Syrakus
Objektbeschreibung
Vorderseite: Gespann in Dreiviertelansicht nach l. Darüber fliegt Nike mit Siegeskranz nach r., den Lenker bekränzend. Die mittleren Pferde blicken sich an, die äußeren nach vorn. Unter der Abschnittslinie, diese mit Rückenflosse durchbrechend, Delphin ...
Rückseite: [Σ-Y-PΑ-]Κ[ΟΣΙΩ-Ν]. Kopf der Arethusa nach l. Sie trägt ein Halsband mit Anhänger und einen großen, runden Ohrring. Die Haare, die sich sehr stark nach oben kringeln, sind in Haarbändern (Ampyx und Sphendone) hochgenommen. Darum vier Delphine.

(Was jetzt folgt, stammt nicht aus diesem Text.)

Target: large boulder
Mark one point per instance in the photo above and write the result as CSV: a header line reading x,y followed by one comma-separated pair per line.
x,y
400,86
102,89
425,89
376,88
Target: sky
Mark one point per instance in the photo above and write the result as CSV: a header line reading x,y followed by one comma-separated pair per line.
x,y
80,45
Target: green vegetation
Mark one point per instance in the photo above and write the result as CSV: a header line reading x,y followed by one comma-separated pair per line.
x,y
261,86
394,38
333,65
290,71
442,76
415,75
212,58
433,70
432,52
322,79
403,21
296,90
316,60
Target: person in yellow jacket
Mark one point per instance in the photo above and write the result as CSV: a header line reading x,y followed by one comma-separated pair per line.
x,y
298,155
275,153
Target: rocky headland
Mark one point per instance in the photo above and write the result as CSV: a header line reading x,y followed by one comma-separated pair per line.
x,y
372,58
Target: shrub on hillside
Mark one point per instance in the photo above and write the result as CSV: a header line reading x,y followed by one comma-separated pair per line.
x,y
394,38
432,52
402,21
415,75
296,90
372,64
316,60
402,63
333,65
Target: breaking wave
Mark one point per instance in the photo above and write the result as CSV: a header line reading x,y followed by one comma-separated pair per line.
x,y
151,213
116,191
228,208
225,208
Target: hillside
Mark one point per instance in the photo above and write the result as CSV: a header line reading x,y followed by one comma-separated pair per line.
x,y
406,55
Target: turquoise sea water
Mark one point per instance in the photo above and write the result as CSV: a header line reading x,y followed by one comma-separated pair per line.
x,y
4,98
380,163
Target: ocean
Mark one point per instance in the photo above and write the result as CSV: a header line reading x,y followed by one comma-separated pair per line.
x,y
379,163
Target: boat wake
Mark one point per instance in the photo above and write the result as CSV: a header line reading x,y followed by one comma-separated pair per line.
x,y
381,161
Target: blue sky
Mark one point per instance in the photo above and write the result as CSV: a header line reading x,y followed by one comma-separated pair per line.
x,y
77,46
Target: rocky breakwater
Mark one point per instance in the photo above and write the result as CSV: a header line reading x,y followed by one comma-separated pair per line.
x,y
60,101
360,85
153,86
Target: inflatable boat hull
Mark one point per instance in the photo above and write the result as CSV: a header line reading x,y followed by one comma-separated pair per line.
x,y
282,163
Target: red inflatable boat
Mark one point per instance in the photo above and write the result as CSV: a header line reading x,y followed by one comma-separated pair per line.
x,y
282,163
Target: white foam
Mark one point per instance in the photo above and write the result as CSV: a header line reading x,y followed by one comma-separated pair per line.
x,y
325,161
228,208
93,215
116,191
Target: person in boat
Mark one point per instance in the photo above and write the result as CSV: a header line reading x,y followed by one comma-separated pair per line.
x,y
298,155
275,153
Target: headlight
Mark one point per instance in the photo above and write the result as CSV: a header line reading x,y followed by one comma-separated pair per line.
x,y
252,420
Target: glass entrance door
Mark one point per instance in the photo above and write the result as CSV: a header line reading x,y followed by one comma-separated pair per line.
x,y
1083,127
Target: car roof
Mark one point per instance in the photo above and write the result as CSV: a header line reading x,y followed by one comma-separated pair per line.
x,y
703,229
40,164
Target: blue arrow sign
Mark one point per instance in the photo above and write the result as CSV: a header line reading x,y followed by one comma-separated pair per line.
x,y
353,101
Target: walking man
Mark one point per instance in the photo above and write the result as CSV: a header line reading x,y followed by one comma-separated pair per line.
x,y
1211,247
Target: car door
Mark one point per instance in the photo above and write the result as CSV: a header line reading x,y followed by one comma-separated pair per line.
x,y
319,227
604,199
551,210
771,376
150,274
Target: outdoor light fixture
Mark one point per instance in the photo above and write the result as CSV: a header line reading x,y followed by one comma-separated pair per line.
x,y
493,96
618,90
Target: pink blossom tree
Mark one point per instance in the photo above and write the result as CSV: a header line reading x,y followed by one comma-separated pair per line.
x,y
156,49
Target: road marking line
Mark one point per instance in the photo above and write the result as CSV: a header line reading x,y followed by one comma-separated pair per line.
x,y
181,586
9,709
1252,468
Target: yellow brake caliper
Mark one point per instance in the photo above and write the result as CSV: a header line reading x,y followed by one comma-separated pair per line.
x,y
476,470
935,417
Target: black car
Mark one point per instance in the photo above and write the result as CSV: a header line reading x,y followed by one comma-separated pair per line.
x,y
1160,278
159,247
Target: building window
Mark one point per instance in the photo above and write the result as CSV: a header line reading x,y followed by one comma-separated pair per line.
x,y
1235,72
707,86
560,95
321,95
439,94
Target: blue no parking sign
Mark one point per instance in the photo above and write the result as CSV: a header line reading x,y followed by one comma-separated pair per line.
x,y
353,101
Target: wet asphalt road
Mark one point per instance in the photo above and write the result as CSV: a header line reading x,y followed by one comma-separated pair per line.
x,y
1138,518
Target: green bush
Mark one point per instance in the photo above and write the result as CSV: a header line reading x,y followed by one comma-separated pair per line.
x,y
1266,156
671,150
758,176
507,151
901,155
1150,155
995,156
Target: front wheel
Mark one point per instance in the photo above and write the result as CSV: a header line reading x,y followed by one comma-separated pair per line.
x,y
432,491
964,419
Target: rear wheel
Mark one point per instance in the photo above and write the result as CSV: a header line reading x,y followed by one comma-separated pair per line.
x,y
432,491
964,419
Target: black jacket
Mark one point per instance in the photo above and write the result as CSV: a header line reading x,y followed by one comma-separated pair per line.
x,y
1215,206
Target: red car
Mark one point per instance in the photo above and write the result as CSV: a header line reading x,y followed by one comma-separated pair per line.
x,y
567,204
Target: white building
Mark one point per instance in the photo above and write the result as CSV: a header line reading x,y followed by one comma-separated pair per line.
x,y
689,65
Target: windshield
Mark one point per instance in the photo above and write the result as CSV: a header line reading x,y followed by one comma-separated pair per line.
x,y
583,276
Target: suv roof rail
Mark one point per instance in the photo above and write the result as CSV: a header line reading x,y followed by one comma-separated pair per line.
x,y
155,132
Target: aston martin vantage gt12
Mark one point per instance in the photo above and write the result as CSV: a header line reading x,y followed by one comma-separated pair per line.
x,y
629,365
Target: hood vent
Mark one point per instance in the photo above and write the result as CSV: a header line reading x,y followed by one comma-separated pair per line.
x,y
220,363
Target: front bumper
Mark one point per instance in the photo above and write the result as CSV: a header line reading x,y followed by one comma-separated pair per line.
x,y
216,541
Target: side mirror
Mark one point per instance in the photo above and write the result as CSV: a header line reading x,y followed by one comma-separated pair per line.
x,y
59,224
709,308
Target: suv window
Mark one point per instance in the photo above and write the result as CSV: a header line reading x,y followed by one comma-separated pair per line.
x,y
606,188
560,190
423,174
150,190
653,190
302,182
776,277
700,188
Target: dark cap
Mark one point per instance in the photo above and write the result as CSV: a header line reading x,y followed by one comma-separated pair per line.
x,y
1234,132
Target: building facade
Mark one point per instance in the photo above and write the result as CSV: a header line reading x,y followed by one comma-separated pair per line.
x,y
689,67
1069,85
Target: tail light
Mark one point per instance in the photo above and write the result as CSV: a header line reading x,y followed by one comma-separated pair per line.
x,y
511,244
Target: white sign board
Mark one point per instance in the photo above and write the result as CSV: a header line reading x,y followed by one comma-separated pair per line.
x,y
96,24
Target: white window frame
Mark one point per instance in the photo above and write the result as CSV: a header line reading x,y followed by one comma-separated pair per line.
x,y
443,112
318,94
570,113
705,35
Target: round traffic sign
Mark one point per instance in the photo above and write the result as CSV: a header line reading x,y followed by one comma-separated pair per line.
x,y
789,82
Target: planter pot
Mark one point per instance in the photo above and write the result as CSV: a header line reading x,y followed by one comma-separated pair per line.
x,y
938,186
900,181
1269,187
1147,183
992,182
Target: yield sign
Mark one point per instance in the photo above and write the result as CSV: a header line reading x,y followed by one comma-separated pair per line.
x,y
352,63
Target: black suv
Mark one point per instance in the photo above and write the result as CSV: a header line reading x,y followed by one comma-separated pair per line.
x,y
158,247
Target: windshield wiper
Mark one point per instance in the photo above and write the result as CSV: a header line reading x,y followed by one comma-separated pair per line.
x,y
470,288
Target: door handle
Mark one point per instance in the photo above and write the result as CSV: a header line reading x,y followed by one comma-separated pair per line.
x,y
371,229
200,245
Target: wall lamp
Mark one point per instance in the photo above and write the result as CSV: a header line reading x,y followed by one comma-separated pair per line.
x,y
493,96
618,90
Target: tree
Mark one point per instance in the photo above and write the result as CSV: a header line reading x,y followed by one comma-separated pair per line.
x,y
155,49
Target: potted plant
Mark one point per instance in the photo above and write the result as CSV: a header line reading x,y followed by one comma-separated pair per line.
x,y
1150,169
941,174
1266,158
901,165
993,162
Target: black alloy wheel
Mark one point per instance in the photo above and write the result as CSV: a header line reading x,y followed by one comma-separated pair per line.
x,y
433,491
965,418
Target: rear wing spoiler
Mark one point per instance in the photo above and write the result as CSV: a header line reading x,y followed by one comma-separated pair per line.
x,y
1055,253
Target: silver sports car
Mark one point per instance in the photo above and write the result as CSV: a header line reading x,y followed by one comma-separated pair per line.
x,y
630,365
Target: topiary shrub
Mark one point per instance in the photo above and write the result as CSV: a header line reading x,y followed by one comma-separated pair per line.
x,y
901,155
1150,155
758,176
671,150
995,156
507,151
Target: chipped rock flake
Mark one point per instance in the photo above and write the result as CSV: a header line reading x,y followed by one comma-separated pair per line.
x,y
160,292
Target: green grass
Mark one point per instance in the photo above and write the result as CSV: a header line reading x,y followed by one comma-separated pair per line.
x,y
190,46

Kommentar: Das Motiv der Arethusa ähnelt stark den in der Stempelfolge vorangehenden Arethusabildern des Eukleidas. Die Frisur des Mädchens wird als 'Windfrisur' (italienisch 'la Scapigliata') bezeichnet, obwohl in Verbindung mit der Quellnymphe Arethusa eher eine 'Wellenfrisur' unter Wasser zu assoziieren wäre.
Literatur: L. O. T. Tudeer, Die Tetradrachmenprägung von Syrakus in der Periode der signierenden Künstler (1913) Nr. 89 b Taf. 5 (Nr. 61 die Rückseite dieses Stücks, ca. 413-399 v. Chr.). - Vgl. zur Frage der Datierung: Chr. Boehringer, Zu Finanzpolitik und Münzprägung des Dionysios von Syrakus, in: O. Mørkholm - N. M. Waggoner (Hrsg.), Greek Numismatics and Archaeology. Essays in Honour of M. Thompson (1979) 9-32; R. R. Holloway, La struttura delle emissioni di Siracusa nel periodo dei „signierende Künstler“, Annali dell'Istituto Italiano di Numismatica 21-22, 1974-75, 41-48.